Meatitis/Meatal Stenosis

In the absence of the prepuce, the erythema of the meatus commonly occurs after circumcision as a result of irritation. Meatitis is commonly a self-limited problem but can be treated by application of an antibiotic ointment and keeping the area dry. Meatal stenosis has been postulated to be a result of ligation of the frenular artery or from ammoniacal meatitis 33 and account for 26% of the late complications 25. While the meatus may appear small, it can open adequately during voiding; this explains why most children with meatal stenosis do not present until after toilet training. Surgical treatment is indicated in the presence of symptoms such as deflection of the urine stream, dripping, dysuria, or urgency frequency from inadequate emptying. The treatment is meatotomy or meatoplasty, which can be accomplished under local anesthesia in the office or in the operating room.

Figure 10. Meatitis/Meatal Stenosis

meatal stenosis post male-circumcision

Note: Meatal stenosis in a 3 year old circumcised male who presented with a narrow stream.

[Source 21]

Urethrocutaneous Fistula

Urethrocutaneous fistula is a rare complication, but nonetheless has been reported after both Plastibell and Gomco circumcisions 37. Fistulae may present as an obvious fistulous tract or as a split urine stream. Often this is a result of compression necrosis from a retained Plastibell ring or a direct injury from incorrect placement of the Gomco clamp. Injury to the urethra during any ventral dissection can occur during a “free-hand” circumcision.

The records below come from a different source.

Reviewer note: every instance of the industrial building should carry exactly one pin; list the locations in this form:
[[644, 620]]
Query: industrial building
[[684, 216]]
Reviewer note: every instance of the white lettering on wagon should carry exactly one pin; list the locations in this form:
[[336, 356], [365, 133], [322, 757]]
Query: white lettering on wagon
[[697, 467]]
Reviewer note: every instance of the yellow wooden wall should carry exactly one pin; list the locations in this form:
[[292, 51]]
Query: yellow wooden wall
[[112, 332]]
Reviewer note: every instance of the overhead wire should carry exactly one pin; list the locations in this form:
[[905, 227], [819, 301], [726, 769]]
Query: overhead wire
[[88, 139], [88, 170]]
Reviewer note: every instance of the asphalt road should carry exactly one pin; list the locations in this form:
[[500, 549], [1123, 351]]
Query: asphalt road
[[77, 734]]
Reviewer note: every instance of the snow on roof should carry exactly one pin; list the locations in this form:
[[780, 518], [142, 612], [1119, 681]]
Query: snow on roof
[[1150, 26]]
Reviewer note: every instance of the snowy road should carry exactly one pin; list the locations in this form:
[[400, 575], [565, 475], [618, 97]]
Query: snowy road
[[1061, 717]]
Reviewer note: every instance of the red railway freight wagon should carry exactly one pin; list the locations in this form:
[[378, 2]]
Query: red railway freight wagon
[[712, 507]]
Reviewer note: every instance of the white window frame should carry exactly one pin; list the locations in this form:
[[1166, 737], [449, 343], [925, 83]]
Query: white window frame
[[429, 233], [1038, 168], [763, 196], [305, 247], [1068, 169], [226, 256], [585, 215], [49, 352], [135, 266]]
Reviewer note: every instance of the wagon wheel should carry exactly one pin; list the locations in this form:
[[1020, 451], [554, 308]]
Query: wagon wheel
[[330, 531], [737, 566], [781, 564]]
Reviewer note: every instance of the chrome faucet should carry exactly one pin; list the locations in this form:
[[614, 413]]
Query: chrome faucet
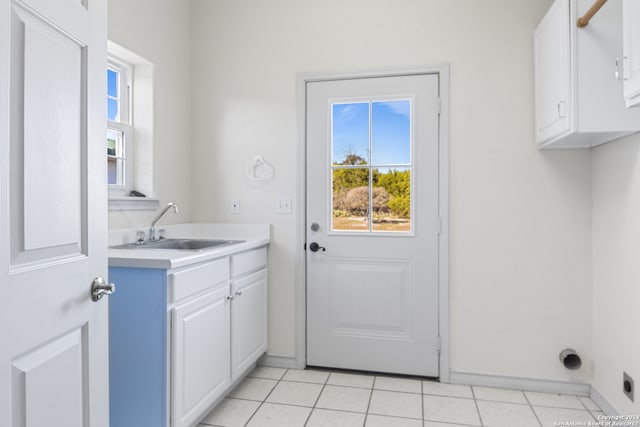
[[152, 229]]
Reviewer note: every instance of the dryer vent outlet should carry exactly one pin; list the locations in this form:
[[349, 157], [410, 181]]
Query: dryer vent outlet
[[627, 385]]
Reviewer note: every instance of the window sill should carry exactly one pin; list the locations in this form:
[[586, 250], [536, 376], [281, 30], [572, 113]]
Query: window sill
[[133, 204]]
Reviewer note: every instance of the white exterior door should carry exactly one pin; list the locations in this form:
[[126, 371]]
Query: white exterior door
[[372, 224], [631, 51], [54, 351]]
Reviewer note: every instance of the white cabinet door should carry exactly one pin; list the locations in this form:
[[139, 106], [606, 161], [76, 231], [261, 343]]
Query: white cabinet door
[[248, 321], [54, 342], [631, 49], [200, 355], [552, 73]]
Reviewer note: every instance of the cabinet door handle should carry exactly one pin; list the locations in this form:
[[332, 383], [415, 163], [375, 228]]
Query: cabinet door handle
[[621, 75]]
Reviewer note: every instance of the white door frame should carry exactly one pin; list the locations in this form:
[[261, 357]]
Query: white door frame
[[443, 201]]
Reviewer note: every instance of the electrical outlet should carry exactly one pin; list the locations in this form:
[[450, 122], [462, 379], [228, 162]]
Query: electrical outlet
[[283, 204], [235, 205], [627, 385]]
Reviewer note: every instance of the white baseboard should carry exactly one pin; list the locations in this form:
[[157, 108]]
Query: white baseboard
[[517, 383], [278, 361]]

Delayed flap repair can be done electively after the child’s penis has grown enough for good tissue handling.

Glanular Necrosis/Glanular Amputation

Necrosis of the glans can occur as a result of cautery injury during a Gomco circumcision or from distal migration of an incorrectly sized Plastibell ring 37. Management of glans necrosis depends on its severity. Mild cases can be managed with local wound care and topical antibiotic ointment and allowing the necrotic skin to slough. Some authors report management of severe cases with suprapubic diversion and delayed urethroplasty 37. There are rare case reports of complete necrosis of the glans and phallus in which gender reassignment was performed after multiple attempts at staged repair 30. For this reason, the use of electrocautery is contraindicated in clamp circumcision.

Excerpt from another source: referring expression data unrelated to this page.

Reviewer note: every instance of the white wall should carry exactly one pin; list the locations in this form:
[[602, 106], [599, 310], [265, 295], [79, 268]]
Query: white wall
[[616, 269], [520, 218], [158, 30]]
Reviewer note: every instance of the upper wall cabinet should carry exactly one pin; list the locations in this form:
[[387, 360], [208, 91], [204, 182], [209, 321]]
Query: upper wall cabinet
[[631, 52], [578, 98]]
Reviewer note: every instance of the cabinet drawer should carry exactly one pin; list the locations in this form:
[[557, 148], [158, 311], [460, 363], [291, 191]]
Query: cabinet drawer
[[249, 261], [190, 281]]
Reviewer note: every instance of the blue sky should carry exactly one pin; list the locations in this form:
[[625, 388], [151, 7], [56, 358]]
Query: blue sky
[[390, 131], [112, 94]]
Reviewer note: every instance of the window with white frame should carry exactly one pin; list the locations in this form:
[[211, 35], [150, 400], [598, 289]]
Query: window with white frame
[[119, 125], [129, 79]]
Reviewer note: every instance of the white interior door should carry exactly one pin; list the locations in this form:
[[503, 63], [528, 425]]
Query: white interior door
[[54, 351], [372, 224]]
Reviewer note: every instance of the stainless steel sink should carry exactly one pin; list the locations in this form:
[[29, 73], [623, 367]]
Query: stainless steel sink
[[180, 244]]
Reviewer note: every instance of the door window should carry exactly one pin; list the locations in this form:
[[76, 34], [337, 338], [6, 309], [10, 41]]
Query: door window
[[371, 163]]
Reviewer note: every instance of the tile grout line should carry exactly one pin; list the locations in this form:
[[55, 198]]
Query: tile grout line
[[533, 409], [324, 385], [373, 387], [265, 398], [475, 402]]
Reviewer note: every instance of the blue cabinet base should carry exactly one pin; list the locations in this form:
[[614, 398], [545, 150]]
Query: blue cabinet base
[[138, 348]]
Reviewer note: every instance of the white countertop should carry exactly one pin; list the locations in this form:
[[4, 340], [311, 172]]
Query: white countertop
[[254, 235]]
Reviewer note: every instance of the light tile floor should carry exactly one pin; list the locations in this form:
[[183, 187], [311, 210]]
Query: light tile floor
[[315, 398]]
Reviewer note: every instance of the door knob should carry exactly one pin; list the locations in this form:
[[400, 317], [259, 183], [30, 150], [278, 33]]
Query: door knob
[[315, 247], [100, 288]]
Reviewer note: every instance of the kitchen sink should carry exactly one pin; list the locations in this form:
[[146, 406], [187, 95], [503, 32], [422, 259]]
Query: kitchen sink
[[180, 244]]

Amputation of the glans occurs extremely rarely, but is a devastating complication of Mogen clamp circumcision. The Mogen clamp or shield seems uniquely susceptible to this particular injury given the surgeon’s inability to directly visualize the glans prior to incising the foreskin. Sherman et al. 38 report seven glanular reconstructions after traumatic amputations. The authors reported that minimal debridement and recovery of the amputated tissue were critical to the repair. Simple primary reanastomosis of glanular tissue was possible in 6 of 7 patients, the last patient required urethral reconstruction. The patient’s own tissue can remain viable up to 8 hours and used successfully for repair if adequately preserved by wrapping the tissue in moist saline gauze placed in a plastic bag and transported on ice 38.

Hypospadias

Isolated cases of iatrogenic hypospadias have been reported after the surgeon performed a ventral rather than a dorsal slit prior to initiation of circumcision 39. It is important that the proper plane be entered for the initial lysis of adhesions so that the meatus is not inadvertently entered and then damaged.

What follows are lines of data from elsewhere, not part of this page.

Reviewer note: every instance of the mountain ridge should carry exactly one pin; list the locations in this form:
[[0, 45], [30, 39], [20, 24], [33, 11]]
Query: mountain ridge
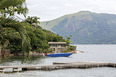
[[85, 27]]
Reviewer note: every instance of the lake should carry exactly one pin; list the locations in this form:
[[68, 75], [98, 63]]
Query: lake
[[97, 53]]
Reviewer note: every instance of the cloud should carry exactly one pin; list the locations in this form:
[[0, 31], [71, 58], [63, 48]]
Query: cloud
[[51, 9]]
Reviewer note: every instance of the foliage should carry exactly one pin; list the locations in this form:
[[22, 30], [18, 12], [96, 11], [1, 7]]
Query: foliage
[[71, 48]]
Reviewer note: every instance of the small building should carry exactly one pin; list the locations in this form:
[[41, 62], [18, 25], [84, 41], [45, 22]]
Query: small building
[[58, 47], [4, 52]]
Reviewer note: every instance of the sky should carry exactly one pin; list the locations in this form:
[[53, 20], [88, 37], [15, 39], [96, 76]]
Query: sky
[[52, 9]]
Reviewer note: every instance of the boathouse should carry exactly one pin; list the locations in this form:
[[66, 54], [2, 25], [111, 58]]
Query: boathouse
[[58, 47], [4, 52]]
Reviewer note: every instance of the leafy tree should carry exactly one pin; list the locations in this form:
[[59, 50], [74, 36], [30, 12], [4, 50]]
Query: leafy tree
[[33, 21], [9, 8]]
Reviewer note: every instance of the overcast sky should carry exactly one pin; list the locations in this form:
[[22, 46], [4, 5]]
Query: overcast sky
[[51, 9]]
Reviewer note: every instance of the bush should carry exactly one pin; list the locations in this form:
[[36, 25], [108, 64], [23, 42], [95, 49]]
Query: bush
[[72, 48]]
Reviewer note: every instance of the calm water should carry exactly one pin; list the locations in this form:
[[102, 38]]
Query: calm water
[[99, 53]]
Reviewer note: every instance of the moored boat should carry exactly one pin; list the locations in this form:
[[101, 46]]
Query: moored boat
[[59, 55]]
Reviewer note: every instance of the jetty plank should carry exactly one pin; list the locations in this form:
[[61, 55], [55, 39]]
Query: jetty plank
[[58, 65]]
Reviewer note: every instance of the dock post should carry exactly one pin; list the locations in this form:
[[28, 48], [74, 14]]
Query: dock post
[[3, 70], [17, 69]]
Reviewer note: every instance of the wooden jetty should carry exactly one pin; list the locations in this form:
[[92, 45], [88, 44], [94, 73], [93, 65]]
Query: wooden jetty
[[56, 66]]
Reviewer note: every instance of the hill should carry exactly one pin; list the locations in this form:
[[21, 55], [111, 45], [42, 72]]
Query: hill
[[85, 27]]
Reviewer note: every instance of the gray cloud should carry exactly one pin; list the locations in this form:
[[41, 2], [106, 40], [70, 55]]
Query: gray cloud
[[51, 9]]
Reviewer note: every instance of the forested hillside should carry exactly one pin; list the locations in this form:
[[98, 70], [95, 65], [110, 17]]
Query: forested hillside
[[85, 27]]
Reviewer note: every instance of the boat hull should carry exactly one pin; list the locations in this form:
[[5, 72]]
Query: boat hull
[[59, 55]]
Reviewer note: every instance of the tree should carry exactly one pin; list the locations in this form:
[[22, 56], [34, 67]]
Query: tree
[[10, 8], [33, 21]]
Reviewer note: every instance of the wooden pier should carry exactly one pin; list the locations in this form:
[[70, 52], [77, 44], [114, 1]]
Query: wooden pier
[[56, 66]]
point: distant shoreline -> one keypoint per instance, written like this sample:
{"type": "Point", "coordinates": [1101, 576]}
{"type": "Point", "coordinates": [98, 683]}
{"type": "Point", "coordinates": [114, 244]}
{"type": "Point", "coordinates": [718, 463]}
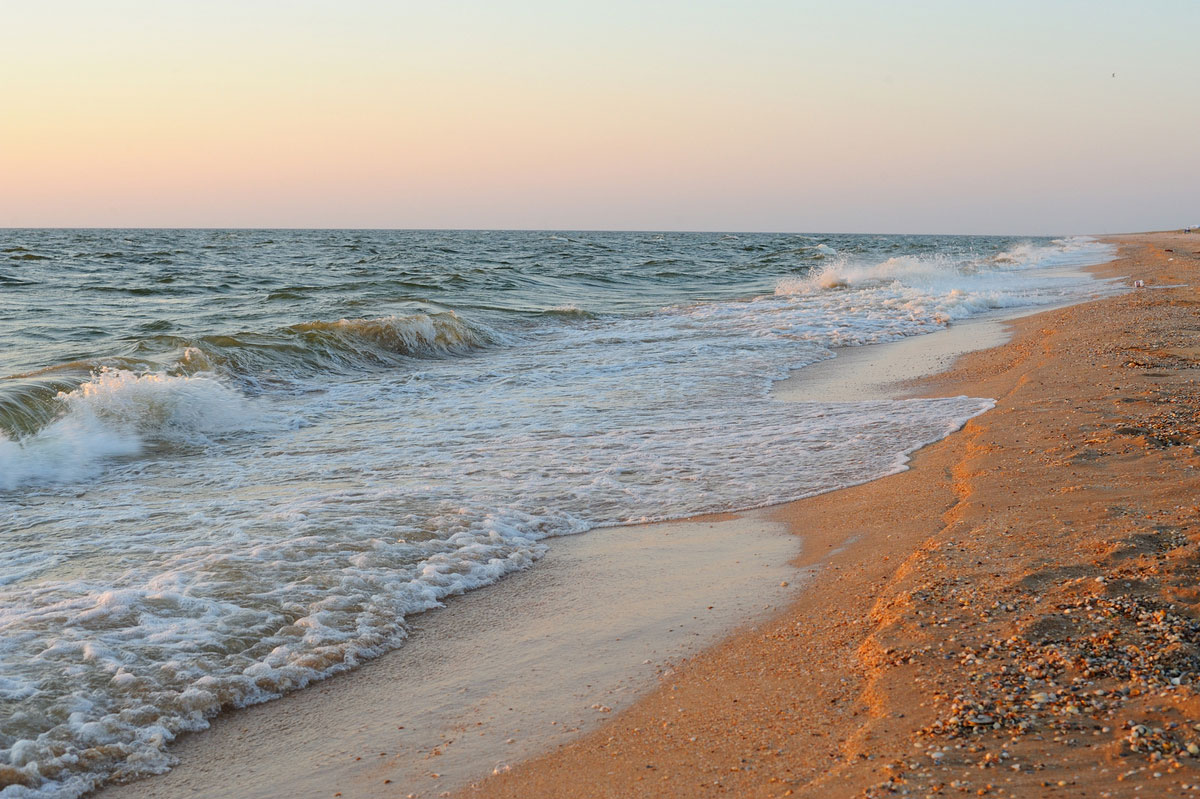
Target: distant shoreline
{"type": "Point", "coordinates": [960, 595]}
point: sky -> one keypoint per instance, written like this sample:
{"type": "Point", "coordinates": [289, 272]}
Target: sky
{"type": "Point", "coordinates": [847, 116]}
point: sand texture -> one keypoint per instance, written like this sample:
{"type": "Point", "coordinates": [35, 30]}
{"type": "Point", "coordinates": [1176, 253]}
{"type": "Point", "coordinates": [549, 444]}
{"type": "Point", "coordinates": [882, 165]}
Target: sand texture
{"type": "Point", "coordinates": [1014, 616]}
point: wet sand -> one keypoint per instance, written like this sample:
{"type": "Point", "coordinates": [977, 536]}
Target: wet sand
{"type": "Point", "coordinates": [1015, 614]}
{"type": "Point", "coordinates": [502, 673]}
{"type": "Point", "coordinates": [839, 685]}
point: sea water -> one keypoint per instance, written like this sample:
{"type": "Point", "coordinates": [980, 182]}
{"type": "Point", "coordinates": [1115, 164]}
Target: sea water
{"type": "Point", "coordinates": [234, 462]}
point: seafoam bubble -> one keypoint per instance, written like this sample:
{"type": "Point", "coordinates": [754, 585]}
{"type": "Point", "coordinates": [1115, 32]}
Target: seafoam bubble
{"type": "Point", "coordinates": [115, 414]}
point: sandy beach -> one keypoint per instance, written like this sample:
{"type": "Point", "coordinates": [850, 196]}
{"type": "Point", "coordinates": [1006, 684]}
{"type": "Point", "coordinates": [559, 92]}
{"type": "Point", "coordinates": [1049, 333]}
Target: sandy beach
{"type": "Point", "coordinates": [1014, 616]}
{"type": "Point", "coordinates": [1009, 617]}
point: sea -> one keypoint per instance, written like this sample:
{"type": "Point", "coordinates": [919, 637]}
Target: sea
{"type": "Point", "coordinates": [237, 462]}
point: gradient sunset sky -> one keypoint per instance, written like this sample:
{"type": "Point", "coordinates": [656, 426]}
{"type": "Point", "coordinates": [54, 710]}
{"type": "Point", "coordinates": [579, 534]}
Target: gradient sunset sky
{"type": "Point", "coordinates": [796, 116]}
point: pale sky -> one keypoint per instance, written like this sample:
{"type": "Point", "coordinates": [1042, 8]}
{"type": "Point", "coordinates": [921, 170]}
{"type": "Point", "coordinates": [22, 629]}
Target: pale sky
{"type": "Point", "coordinates": [919, 116]}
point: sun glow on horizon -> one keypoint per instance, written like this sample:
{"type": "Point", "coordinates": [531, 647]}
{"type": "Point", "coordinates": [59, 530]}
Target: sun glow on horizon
{"type": "Point", "coordinates": [931, 118]}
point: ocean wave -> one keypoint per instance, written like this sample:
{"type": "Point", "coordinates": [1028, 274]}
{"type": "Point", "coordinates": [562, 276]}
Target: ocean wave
{"type": "Point", "coordinates": [115, 414]}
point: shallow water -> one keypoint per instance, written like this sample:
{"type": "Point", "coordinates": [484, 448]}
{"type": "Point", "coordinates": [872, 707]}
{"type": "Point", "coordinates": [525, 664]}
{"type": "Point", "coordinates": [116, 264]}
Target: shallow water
{"type": "Point", "coordinates": [234, 462]}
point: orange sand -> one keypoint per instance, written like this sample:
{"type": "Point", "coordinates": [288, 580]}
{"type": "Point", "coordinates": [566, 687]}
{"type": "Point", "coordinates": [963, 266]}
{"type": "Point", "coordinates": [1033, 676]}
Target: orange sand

While not technically a complication, failure to recognize a hypospadias prior to circumcision may be problematic if there is insufficient skin for subsequent repair. While most cases of hypospadias are associated with a dorsally hooded prepuce, the megameatus with intact prepuce variant will have a configuration as described in its name. Thorough physical examination is imperative prior to circumcision regardless of the method employed.